Trump confirme aux compagnies pétrolières qu'elles doivent investir 100 milliards de dollars au Venezuela
Josu Jon Imaz, président de Repsol et ancien président du PNV, a remercié le président des États-Unis d'avoir « ouvert la porte à un Venezuela meilleur » et s'est montré prêt à tripler la production.

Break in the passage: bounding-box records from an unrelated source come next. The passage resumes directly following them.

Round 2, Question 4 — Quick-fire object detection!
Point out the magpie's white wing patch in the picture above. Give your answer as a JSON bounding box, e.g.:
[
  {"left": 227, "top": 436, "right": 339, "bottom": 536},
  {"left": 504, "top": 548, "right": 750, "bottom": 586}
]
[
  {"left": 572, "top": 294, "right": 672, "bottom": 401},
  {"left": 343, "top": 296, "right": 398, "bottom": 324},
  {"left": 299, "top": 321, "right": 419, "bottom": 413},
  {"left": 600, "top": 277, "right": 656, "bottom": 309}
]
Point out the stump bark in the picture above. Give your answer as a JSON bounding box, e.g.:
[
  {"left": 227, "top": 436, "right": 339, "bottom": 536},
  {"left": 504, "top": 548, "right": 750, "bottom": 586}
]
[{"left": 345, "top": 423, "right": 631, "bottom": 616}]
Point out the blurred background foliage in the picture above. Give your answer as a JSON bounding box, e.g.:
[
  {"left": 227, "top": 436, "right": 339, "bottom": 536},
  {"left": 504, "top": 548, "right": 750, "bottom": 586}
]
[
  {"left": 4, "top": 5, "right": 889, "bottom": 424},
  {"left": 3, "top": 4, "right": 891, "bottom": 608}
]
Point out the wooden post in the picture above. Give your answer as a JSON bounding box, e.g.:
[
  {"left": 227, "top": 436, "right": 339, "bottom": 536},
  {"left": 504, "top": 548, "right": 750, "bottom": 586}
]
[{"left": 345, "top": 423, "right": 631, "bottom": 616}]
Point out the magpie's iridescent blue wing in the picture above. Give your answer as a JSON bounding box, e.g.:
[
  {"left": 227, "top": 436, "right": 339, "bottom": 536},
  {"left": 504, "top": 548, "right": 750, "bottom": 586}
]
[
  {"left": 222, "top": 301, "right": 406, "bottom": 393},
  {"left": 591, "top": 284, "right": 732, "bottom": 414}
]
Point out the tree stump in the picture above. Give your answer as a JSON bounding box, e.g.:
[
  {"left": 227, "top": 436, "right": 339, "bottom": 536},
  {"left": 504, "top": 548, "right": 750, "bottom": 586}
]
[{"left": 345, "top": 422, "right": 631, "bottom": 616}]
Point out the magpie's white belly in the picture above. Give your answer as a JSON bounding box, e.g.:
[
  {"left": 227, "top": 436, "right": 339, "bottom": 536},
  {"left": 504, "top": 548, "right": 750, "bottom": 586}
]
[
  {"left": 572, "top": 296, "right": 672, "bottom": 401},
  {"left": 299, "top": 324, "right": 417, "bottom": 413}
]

Le président américain Donald Trump a confirmé vendredi que les compagnies pétrolières américaines investiraient environ 100 milliards de dollars dans la relance de l'industrie pétrolière vénézuélienne.
C'est ce qu'a expliqué le président à la Maison Blanche, après une table ronde avec les dirigeants des principales entreprises énergétiques américaines, dont Chevron, ExxonMobil, ConocoPhillips et l'espagnole Repsol.
«Ils vont investir leur argent, pas celui de notre gouvernement, ils n'en ont pas besoin, mais notre soutien», a déclaré le républicain, ajoutant que Washington « assurera la sécurité du gouvernement » aux compagnies.
Malgré leur réunion à la Maison Blanche, les principaux dirigeants de l'industrie pétrolière américaine se sont montrés sceptiques quant à la possibilité d'investir dans le pays sud-américain en raison de l'incertitude quant à l'avenir politique, de la nationalisation des actifs étrangers dans le passé et de la baisse du prix du baril, selon les médias américains.
Cependant, le dirigeant de Repsolet ancien président du PNV, Josu Jon Imaz, après avoir remercié le président des États-Unis d'avoir « ouvert la porte à un Venezuela meilleur », a assuré que la compagnie pétrolière espagnole était prête à « investir davantage au Venezuela » et à « tripler » la production au cours des deux ou trois prochaines années.
Lors d'une rencontre avec Trump à la Maison Blanche, Imaz a déclaré que Repsol produisait 45 000 barils bruts de pétrole brut par jour dans le pays des Caraïbes, ce qui pourrait tripler cette quantité.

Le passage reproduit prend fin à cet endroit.